Sakana AI has launched Fugu, a multi-agent orchestration system presented through a single, OpenAI-compatible API endpoint. Rather than acting as one monolithic foundation model, Fugu coordinates a swappable pool of specialized models: it decomposes requests, assigns roles to different agents, verifies intermediate work, and synthesizes a final response. Sakana positions this “orchestration model” approach as a way to improve reliability and cost-performance by routing different subtasks to different models and reserving more expensive reasoning paths for harder parts of a workflow.

Sakana describes Fugu as grounded in two research papers, TRINITY and Conductor, which it says underpin learned coordination strategies for roles such as thinker, worker, and verifier. The company offers two variants: Fugu for lower-latency everyday use and Fugu Ultra for more complex, high-stakes, multi-step tasks such as research and security analysis, using a deeper agent pool.

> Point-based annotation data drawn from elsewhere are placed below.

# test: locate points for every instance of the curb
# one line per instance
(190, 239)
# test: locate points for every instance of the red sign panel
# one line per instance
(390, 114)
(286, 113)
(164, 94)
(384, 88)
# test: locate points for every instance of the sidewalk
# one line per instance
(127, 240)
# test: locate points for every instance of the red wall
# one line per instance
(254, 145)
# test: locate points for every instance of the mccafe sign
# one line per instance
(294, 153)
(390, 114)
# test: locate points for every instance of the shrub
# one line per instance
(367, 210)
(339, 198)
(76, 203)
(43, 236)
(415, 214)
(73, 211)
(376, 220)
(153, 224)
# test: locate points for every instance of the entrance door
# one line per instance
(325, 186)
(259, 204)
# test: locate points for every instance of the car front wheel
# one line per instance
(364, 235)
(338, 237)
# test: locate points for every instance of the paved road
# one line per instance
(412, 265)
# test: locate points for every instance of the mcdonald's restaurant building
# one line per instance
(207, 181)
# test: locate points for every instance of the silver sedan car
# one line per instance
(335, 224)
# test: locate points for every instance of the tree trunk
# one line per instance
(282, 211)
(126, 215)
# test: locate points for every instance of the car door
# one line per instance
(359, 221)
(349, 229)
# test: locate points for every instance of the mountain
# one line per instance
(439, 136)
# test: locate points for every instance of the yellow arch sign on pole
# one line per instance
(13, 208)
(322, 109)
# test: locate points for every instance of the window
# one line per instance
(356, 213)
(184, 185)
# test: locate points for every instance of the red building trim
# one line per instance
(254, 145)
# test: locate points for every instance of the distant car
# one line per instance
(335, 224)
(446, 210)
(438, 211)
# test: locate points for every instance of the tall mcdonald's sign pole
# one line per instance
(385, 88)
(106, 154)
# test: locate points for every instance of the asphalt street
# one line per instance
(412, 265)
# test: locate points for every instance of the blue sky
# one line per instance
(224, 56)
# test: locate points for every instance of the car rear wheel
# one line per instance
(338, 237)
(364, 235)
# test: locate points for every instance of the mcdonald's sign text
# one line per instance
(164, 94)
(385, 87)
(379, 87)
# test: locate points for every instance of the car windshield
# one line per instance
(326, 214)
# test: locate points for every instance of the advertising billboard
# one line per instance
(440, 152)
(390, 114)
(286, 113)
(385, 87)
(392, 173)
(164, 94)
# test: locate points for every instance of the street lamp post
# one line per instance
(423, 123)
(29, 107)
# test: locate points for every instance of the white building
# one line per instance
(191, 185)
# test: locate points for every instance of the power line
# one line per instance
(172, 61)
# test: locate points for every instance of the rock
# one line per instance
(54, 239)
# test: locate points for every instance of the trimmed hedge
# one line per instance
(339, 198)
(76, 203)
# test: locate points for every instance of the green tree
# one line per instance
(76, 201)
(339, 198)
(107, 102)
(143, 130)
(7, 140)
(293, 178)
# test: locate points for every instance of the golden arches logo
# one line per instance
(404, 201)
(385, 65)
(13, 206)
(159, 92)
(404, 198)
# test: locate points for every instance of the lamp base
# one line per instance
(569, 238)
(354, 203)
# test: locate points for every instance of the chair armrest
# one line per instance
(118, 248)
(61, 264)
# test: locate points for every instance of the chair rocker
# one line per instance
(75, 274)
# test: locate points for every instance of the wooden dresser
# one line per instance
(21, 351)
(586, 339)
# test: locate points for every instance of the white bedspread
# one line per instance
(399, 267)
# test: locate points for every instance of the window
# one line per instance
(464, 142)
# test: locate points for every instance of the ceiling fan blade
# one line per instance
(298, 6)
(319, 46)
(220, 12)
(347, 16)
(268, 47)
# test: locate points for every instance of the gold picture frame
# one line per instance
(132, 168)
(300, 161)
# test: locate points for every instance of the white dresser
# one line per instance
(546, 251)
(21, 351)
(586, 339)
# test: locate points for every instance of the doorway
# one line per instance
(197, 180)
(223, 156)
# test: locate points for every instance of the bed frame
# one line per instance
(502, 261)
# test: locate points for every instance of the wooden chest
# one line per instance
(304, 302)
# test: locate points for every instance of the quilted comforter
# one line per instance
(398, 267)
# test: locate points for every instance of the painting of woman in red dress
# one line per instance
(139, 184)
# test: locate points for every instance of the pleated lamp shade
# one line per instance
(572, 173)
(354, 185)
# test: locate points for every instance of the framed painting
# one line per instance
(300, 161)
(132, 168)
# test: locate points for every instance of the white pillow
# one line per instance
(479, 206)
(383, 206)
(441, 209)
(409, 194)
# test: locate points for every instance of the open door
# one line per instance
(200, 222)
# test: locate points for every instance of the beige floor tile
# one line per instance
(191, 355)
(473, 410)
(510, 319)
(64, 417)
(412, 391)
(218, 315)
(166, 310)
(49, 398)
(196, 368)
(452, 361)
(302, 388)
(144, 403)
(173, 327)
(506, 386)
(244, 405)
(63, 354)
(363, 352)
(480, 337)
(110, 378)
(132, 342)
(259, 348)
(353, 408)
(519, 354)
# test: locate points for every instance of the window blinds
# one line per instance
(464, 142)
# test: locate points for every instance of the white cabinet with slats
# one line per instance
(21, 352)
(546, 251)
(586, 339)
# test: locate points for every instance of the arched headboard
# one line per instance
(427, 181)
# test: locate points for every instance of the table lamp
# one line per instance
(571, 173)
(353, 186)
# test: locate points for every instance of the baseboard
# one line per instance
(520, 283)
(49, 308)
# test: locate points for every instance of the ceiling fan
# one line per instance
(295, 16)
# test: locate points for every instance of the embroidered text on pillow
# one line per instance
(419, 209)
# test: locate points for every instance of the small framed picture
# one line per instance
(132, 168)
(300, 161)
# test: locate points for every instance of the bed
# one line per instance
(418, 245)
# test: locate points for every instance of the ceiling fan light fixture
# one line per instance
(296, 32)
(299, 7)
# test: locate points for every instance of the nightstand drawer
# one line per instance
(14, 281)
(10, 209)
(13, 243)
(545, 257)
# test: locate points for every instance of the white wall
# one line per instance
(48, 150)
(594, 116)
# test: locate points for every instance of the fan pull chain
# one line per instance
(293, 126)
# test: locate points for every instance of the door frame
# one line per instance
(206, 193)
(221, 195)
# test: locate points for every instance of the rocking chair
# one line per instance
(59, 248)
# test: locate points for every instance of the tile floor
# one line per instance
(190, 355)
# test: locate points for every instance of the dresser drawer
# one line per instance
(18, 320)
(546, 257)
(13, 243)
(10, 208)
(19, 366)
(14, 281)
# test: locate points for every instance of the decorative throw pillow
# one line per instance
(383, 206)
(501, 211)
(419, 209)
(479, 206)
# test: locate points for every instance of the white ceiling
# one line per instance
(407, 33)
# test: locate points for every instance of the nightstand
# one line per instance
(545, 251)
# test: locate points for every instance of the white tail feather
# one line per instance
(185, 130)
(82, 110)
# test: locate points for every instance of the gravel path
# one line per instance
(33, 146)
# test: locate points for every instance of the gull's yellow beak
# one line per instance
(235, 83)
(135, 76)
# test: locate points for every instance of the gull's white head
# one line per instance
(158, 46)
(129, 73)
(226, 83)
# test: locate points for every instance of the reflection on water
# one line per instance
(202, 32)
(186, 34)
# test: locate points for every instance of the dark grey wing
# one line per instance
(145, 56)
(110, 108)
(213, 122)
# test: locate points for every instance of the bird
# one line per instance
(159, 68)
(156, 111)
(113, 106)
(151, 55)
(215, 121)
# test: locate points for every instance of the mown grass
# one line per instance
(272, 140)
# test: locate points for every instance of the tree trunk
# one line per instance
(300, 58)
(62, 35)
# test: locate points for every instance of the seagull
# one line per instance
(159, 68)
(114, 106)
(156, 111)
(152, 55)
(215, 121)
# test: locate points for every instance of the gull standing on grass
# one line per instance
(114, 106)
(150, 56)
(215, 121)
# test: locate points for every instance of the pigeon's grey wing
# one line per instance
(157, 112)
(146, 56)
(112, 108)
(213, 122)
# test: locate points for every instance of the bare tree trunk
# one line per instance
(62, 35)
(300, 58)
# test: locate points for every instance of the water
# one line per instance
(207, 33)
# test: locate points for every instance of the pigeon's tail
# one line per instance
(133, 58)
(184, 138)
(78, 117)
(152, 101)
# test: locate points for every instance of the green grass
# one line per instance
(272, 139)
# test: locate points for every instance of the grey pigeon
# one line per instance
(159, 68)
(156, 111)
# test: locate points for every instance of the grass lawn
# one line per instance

Sakana reports benchmark performance on coding, reasoning, and agentic evaluations and says routing details are proprietary. Enterprise controls include options to exclude specific models or providers and a mechanism to manage training-data usage. Availability is currently limited in the EU/EEA, and pricing is offered via subscriptions and pay-as-you-go plans, with pay-as-you-go billing tied to the highest-tier underlying model involved for Fugu and fixed per-token pricing for Fugu Ultra.